Reputation: 367
Suppose I have a table of strings, like this:
VAL
-----------------
Content of values
Values identity
Triple combo
my combo
sub-zero combo
I want to find strings which have equal words. The result set should be like
VAL MATCHING_VAL
------------------ ------------------
Content of values Values identity
Triple combo My combo
Triple combo sub-zero combo
or at least something like this. Can you help?
Upvotes: 5
Views: 199
Reputation: 1269513
One method is to use a hack for regular expressions:
select t1.val, t2.val
from t t1 join
t t2
on regexp_like(t1.val, replace(t2.val, ' ', '|');
You might want the case to be identical as well:
on regexp_like(lower(t1.val), replace(lower(t2.val), ' ', '|');
Upvotes: 7
Reputation: 35323
Using some of the [oracle internal similiarity] found in UTL_Match (https://docs.oracle.com/database/121/ARPLS/u_match.htm#ARPLS71219) matching...
This logic is more for matching names or descriptions that are 'Similar' and where phonetic spellings or typo's may cause the records not to match.

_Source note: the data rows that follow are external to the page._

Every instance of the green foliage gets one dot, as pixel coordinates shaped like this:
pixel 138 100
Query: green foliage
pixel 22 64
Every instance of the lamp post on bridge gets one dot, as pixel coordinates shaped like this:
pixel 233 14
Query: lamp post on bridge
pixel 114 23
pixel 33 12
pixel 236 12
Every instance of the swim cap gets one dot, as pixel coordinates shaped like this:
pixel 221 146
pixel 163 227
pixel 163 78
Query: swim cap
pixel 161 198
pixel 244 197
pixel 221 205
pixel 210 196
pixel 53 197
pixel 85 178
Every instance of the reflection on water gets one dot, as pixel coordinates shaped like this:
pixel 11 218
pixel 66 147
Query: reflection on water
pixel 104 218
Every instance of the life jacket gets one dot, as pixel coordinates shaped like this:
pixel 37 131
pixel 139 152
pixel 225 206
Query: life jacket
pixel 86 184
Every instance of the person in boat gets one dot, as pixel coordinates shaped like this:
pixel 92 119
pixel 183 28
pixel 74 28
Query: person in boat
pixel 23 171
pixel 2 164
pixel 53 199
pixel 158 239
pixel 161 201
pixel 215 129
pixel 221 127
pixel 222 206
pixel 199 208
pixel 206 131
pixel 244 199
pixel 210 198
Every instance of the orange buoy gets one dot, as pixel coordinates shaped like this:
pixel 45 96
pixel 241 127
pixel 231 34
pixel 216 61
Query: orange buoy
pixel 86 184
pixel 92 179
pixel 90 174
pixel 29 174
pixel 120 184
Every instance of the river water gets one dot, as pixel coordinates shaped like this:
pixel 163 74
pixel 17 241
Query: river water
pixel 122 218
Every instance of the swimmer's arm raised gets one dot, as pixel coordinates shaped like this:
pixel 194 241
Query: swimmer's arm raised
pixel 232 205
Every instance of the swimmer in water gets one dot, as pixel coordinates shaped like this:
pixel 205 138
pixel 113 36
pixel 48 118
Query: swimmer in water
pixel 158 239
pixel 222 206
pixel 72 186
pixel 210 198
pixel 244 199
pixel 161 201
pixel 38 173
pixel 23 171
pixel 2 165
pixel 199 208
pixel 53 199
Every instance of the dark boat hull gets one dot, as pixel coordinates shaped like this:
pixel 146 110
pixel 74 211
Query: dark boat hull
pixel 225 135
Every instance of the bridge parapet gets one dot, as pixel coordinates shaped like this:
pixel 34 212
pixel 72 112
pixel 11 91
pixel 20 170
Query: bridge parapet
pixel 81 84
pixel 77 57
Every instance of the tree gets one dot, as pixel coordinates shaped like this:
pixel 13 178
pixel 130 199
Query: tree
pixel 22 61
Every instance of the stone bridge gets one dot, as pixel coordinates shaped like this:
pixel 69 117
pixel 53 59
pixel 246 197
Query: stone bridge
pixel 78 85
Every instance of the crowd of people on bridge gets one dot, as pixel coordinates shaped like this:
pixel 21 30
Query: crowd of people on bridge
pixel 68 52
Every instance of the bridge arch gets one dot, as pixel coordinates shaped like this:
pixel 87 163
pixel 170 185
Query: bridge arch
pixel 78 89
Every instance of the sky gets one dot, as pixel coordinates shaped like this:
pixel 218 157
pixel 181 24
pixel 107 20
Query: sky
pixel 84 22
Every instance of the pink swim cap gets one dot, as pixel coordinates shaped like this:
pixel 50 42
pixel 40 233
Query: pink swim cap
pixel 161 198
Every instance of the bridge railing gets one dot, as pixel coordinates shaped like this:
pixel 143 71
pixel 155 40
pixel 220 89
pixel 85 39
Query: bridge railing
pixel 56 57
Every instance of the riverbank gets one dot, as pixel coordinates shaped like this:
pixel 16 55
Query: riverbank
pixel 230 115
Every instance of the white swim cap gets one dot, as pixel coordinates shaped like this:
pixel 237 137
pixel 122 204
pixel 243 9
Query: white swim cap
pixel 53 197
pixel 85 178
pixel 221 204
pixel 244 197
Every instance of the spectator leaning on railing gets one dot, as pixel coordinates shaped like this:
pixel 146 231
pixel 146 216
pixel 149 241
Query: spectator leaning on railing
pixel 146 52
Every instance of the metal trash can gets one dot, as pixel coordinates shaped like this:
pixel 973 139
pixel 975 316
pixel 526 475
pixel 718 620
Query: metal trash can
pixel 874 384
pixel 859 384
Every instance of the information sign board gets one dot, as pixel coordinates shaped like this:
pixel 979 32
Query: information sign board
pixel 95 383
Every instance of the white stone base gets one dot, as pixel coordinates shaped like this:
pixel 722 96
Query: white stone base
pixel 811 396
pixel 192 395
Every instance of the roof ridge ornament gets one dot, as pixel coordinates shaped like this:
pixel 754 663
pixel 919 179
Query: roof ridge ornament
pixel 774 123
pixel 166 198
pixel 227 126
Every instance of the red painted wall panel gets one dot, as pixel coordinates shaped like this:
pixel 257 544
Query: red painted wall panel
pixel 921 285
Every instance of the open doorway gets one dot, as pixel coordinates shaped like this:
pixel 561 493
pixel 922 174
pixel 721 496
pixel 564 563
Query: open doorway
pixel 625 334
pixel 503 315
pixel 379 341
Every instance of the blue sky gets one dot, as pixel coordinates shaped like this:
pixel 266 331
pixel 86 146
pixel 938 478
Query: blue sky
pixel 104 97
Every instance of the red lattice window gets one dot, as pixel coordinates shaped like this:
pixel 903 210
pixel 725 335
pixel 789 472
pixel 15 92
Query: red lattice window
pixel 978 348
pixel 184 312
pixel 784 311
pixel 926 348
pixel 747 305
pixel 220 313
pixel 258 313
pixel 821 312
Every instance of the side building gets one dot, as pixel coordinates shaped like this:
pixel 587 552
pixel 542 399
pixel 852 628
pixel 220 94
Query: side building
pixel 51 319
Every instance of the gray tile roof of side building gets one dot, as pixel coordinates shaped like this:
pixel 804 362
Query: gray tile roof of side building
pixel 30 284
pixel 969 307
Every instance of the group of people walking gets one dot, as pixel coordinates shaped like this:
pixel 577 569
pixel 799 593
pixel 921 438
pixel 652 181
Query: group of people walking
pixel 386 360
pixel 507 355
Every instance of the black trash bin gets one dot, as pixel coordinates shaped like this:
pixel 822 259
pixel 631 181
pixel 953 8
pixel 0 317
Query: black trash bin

By adjusting the .5 below you can see how the %'s get you closer and closer to perfect matches.
with cte as (
select 'Content of values' val from dual union all
select 'Values identity' val from dual union all
select 'triple combo' from dual union all
select 'my combo'from dual union all
select 'sub-zero combo'from dual)
select a.*, b.*, utl_match.edit_distance_similarity(a.val, b.val) c, UTL_MATCH.JARO_WINKLER(a.val,b.val) JW
from cte a
cross join cte b
where UTL_MATCH.JARO_WINKLER(a.val,b.val) > .5
order by utl_match.edit_distance_similarity(a.val, b.val) desc
and screenshot of query/output.
Or we could use an inner join and > if we only want one way compairisons...
select a.*, b.*, utl_match.edit_distance_similarity(a.val, b.val) c, UTL_MATCH.JARO_WINKLER(a.val,b.val) JW
from cte a
inner join cte b
on A.Val > B.Val
where utl_match.jaro_winkler(a.val,b.val) > .5
order by utl_match.edit_distance_similarity(a.val, b.val) desc
this returns the 3 desired records.
But this does not explicitly check each any word matches.
which was your base requirement. I just wanted you to be aware of alternatives.
Upvotes: 1
Reputation: 420
You could use a combination of SUBSTRING and LIKE.
use charIndex(" ") to split the words up in the substring if thats what you want to do.
Upvotes: 1